By contrast, the manufacturing PMI advanced to a 45-month high of 51.4 from 50.8 in February, while it was forecast to fall to 49.4.
'The flash Eurozone PMI is ringing stagflation alarm bells as the war in the Middle East drives prices sharply higher while stifling growth,' S&P Global Market Intelligence Chief Business Economist Chris Williamson said.
'The survey data are indicative of eurozone GDP growth slowing to a quarterly rate of just below 0.1% in March with the forward-looking indicators pointing to a heightened risk of a downturn the coming months,' said Williamson.
The economist said the outlook depends on the duration of the war and any potential lasting impact on energy and supply chains.
The European Central Bank will have to tread a cautious path with respect to policy in the face of a clear and rising risk of stagflation in the coming months, added Williamson.
The survey showed the softer expansion of Eurozone output was reported amid a renewed fall in new orders. The decline was centred on services as manufacturing new orders continued to grow. New export orders decreased moderately in March.
Input prices grew the most since February 2023 as steeper inflation was recorded across manufacturing and services. Companies raised their selling prices in March but at a much less pronounced pace than that seen for costs.
The war in the Middle East caused lengthening lead times for inputs in the Eurozone manufacturing sector and suppliers' delivery times lengthened substantially in March.
Employment decreased again in December with the fall centered on the manufacturing sector. Meanwhile, services employment increased marginally.
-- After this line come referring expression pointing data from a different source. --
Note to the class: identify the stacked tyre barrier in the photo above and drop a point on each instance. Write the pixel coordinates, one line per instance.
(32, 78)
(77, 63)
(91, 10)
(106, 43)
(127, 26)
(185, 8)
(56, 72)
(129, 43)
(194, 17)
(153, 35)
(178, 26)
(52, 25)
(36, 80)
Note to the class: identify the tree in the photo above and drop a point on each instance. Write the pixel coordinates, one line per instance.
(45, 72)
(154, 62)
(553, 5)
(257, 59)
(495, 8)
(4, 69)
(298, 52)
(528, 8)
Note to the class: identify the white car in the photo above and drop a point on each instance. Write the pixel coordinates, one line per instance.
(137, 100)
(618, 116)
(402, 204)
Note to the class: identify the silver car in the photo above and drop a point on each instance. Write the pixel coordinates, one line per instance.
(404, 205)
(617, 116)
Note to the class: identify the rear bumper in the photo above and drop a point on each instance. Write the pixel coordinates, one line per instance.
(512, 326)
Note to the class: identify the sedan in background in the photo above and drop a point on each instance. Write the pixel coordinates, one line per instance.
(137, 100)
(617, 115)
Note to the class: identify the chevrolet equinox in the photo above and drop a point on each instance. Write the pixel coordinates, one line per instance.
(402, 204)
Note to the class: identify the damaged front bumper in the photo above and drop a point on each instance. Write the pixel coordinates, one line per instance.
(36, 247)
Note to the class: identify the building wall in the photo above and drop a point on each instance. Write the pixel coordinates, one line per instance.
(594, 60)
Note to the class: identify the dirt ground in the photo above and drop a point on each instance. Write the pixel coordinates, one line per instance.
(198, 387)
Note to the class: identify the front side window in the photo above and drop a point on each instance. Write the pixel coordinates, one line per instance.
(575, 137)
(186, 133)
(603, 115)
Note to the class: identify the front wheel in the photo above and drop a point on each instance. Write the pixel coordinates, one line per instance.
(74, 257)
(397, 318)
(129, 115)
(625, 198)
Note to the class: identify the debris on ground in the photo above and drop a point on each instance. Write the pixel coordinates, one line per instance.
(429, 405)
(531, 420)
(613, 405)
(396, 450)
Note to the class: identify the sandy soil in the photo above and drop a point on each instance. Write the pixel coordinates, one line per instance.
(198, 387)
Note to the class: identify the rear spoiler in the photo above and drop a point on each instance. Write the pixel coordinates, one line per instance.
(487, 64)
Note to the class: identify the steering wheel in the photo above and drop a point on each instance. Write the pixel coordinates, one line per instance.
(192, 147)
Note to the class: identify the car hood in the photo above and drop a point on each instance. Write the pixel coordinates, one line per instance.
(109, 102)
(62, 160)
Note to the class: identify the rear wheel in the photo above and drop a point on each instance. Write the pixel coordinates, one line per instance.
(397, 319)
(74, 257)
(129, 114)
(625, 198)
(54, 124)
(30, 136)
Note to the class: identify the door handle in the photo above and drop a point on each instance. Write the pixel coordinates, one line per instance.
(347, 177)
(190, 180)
Business sentiment decreased sharply and hit the lowest in almost a year. Companies continue to forecast a rise in output over the coming year but the degree of optimism was below the series average.
Germany's private sector expanded at the slowest pace in three months in March. The flash composite output index posted 51.9 in March, down from 53.2 in February. The score was forecast to fall to 51.8.
The services PMI registered a 7-month low of 51.2 in March compared to 53.5 in the prior month. The reading was expected to drop to 52.5.
The manufacturing PMI hit a 45-month high of 51.7, up from 50.9 in February. The reading was seen at 49.6.
France's private sector activity contracted in March as demand weakened due to the war in the Middle East and uncertainty ahead of local elections.
The flash composite output index fell to a five-month low of 48.3 in March from 49.9 in February. The score was expected to drop moderately to 49.2.
At the same time, services PMI declined more-than-expected to 48.3 from 49.6 a month ago. The reading was below consensus forecast of 49.2.
However, the factory PMI rose slightly to 50.2 from 50.1 in the prior month. The expected reading was 49.0.